Umgang mit der Zeit

Giorgio, ein vertrauter und langjähriger Kollege, lud uns zum Kongress nach Turin ein. Wir sollten unsere, die deutsche Sichtweise vorstellen, zusammen mit Fachleuten aus Rom, Turin und Lyon. In den letzten Jahren hatten wir immer wieder zusammengearbeitet und kannten uns recht gut. Ein wenig würde es wohl werden wie bei einem Familientreffen. Der Kongress sollte morgens um neun beginnen.

Giorgio kündigte an, uns um 08:15 mit dem Kleinbus vom Hotel abzuholen. Als wir um 08:10 nach dem Frühstück in die Lobby kamen, saß Giorgio bereits da, hatte eine Espressotasse vor sich und spielte mit dem Autoschlüssel. Um 08:15 kamen die französischen Kollegen auf dem Weg zum Frühstück durch die Lobby und begrüßten uns herzlich. Um 08:20 kamen die anderen italienischen Kollegen vorbei, die auf ihrem Weg in den Frühstücksraum auf die französischen Kollegen trafen, die ihr Frühstück gerade beendet hatten. Um 08:35 waren dann auch die italienischen Kollegen fertig und wir fuhren los - ohne dass ein Wort über die Verspätung gefallen wäre.

Nein, die Verspätung wurde auch nicht etwa stur oder verbissen verschwiegen, sie war einfach für niemanden ein Thema, außer natürlich für uns. Wir aber sagten nichts und schauten nur gelegentlich verstohlen auf die Armbanduhr. Im Kongresscenter trafen wir andere vertraute Kollegen und tranken um kurz nach neun erst einmal einen Espresso miteinander.

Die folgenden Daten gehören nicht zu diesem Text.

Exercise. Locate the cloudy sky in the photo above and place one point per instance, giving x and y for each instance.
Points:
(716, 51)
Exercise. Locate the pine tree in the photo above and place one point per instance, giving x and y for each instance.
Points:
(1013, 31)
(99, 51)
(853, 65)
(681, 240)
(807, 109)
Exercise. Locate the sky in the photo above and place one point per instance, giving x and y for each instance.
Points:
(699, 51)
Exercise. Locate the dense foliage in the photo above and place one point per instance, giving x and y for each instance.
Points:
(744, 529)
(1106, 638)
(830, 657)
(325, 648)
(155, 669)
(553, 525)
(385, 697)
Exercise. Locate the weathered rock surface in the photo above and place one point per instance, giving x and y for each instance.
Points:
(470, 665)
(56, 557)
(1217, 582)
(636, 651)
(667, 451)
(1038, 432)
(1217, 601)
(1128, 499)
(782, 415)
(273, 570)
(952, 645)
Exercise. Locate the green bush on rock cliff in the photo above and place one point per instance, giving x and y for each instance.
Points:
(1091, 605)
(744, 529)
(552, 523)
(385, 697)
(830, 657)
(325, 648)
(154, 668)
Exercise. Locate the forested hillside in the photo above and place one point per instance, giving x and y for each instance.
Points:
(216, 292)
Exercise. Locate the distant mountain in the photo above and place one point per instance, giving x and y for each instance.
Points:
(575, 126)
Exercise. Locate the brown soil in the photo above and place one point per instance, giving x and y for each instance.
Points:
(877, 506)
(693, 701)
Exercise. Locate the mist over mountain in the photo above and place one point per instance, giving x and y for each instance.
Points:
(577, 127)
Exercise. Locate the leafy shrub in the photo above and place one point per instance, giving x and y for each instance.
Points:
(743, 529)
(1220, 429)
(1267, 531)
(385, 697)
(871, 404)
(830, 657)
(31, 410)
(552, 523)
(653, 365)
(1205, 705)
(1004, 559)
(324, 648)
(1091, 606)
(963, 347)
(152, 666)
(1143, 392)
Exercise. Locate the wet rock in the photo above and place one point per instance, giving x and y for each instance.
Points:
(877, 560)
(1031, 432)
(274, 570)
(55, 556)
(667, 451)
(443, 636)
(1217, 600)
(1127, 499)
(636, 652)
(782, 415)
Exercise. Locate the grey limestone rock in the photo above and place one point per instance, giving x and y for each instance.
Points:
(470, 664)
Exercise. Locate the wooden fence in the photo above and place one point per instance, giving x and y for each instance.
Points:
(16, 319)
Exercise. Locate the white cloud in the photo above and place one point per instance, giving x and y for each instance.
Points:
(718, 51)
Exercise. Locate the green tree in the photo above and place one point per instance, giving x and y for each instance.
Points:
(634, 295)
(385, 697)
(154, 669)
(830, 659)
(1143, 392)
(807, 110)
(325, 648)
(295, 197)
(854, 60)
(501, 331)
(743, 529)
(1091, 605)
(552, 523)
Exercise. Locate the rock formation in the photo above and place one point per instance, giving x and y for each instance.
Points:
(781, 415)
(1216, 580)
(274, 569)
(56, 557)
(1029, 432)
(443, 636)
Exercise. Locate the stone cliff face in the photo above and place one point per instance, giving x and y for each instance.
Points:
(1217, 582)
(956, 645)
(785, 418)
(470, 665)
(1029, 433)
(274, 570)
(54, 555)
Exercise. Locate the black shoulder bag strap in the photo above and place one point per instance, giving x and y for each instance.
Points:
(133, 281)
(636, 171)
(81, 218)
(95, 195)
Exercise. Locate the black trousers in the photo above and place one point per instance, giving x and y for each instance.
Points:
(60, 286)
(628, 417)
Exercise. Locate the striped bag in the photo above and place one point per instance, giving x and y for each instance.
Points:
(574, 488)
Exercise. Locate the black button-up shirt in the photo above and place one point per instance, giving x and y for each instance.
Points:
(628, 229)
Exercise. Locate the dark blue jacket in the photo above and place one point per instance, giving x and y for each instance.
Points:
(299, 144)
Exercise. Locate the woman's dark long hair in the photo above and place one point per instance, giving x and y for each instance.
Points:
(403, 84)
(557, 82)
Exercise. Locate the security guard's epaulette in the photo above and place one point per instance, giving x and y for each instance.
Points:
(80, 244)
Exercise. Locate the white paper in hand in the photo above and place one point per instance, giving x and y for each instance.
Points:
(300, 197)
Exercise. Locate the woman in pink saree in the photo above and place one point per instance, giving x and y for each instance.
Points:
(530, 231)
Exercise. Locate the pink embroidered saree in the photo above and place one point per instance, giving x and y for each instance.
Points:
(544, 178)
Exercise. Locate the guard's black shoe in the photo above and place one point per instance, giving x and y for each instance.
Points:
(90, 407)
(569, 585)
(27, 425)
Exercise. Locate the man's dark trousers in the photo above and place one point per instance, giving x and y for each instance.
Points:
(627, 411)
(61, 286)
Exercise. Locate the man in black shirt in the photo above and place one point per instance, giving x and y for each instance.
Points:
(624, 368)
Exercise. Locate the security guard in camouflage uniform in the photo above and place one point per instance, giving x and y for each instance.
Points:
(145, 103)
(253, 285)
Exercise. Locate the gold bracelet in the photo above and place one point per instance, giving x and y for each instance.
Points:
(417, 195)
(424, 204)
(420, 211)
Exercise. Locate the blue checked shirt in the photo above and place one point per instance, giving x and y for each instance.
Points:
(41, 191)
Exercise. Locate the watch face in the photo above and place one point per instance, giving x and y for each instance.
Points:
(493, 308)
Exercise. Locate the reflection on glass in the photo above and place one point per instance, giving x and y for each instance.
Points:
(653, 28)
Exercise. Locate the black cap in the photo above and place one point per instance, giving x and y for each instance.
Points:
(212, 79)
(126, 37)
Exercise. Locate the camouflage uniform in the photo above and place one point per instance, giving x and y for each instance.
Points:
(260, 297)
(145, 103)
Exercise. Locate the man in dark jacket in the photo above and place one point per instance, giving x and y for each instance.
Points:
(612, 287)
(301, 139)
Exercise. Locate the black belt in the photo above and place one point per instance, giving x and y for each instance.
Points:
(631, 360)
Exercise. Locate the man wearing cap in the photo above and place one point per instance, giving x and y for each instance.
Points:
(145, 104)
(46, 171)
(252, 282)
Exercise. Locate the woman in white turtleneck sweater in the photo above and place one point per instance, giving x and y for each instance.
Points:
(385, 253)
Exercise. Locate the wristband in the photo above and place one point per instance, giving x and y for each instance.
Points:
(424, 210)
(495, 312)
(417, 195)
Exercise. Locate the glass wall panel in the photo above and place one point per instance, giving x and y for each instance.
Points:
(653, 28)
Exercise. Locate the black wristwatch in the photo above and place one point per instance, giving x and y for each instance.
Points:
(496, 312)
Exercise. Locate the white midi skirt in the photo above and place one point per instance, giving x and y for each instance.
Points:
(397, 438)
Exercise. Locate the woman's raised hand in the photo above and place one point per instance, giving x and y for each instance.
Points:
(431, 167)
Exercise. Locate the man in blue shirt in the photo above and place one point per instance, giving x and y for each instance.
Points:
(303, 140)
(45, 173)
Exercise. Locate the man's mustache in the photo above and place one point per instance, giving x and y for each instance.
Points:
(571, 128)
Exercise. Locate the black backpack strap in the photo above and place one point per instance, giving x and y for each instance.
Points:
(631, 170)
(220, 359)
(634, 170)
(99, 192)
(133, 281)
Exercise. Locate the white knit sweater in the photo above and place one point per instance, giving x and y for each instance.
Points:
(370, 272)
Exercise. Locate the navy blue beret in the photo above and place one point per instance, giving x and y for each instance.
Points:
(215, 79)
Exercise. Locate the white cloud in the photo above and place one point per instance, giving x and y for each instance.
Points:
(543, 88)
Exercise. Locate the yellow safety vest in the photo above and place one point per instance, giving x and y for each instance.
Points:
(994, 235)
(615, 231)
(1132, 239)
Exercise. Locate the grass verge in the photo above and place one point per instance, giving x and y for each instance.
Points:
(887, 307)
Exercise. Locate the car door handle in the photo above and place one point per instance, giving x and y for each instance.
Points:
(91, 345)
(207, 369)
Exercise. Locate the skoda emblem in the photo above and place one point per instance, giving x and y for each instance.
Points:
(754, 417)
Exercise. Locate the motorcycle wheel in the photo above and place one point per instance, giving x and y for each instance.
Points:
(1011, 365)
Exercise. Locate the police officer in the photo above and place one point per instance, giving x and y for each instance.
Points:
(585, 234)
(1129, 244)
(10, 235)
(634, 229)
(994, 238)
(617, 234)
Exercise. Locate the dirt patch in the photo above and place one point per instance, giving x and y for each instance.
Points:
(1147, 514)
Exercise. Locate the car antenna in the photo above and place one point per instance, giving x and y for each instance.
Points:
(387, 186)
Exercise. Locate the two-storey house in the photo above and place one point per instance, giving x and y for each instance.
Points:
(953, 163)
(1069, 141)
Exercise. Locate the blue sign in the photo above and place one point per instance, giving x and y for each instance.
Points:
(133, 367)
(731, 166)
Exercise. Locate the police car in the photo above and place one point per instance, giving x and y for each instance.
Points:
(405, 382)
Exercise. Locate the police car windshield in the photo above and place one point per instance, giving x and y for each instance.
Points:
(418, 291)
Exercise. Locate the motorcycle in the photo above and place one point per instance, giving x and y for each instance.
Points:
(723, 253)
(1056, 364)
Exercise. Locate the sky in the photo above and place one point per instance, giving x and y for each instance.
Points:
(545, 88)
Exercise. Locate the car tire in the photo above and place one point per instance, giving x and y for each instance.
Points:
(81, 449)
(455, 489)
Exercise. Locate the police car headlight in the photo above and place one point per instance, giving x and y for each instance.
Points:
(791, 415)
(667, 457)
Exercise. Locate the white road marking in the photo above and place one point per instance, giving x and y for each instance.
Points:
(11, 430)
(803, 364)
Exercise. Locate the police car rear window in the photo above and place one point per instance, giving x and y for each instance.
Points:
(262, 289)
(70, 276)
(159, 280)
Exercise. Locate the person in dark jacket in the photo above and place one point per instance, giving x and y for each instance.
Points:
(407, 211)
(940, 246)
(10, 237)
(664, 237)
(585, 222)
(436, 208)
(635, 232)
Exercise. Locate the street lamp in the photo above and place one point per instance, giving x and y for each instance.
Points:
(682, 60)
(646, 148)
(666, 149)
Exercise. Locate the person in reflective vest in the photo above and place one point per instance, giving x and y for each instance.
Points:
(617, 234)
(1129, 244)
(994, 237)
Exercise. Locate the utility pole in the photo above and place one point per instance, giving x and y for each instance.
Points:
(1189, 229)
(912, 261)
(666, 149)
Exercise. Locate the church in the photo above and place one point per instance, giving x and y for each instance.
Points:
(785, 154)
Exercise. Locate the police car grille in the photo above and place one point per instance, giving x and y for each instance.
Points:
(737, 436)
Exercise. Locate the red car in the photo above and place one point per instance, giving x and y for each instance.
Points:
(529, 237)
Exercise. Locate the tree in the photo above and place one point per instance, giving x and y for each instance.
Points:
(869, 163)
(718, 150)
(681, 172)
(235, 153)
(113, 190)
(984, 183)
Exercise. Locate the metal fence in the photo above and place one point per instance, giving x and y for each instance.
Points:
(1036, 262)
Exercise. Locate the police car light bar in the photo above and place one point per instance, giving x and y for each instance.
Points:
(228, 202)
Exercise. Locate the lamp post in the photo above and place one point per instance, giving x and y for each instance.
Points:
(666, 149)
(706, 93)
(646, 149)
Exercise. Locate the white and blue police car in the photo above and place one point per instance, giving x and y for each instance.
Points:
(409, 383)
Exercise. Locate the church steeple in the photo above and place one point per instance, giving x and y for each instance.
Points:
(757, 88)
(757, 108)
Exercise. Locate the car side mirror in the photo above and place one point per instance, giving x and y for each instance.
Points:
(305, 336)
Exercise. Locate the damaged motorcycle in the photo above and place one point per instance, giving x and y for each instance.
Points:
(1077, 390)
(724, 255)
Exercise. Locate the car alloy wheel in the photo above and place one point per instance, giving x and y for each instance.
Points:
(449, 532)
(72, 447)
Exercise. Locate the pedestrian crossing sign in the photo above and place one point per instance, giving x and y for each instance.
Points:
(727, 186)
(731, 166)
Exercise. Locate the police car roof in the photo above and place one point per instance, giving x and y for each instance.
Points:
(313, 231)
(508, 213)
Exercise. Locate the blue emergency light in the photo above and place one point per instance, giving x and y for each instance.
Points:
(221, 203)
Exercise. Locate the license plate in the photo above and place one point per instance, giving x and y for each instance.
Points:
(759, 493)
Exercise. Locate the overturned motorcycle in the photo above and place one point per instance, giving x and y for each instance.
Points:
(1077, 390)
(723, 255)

Immerhin hatten wir uns am Abend zuvor schon um 23 Uhr voneinander getrennt und es gab viel zu erzählen. Um halb zehn machte der Kongress Anstalten beginnen zu wollen und tatsächlich wurden fünfzehn Minuten später die ersten Begrüßungsworte gesprochen. Es war eine spannende Veranstaltung mit vielem hin und her und abschließend kamen wir alle zu der Ansicht, trotz unserer enormen Anstrengungen und guten Ergebnisse läge noch sehr viel Arbeit vor uns.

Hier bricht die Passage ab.